While it has since sold Strimvelis as part of its rare disease portfolio, GSK has, under Walmsley’s leadership, acquired the cancer bio-tech Tesaro for $5.1 billion – and its cancer inhibiting drug Zejula. It also has 16 potential cancer treatments in development, the most advanced a ‘T-cell’ therapy for solid tumours. In T-cell therapy, white blood cells, called T-cells, are taken from a patient and reprogrammed so they attach onto cancer cells and attack them when reinjected into the patient.
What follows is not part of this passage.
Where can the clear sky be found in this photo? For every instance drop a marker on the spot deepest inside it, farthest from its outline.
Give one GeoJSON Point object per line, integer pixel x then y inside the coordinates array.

“The most important thing we do is innovate,” said Walmsley at the FT Global Pharmaceutical and Biotechnology Conference in London, last November. “We (GSK) spend £4 billion plus on R&D a year,” she continued, adding the industry in general must better demonstrate, to the public, the societal benefits it generates. “We have to do a better job at communicating that,” she said.
Another recent development has seen Walmsley appointed to the Microsoft board as a non-executive director, a move that’s potentially invaluable for both companies as they edge into each other’s territories.
In 2018, GSK launched a new London-based consumer healthcare digital innovation hub that combines commercial and R&D functions to offer consumer-facing digital solutions.
Microsoft, in turn, is continuously expanding its footprint in healthcare, most notably through the 2018 launch of Microsoft Healthcare.
As big data, AI and drug development continue to overlap, Walmsley could not be better placed to drive progress in healthcare. “It’s a privilege to be leading a team working every day to help more people all over the world do more, feel better and live longer,” she said.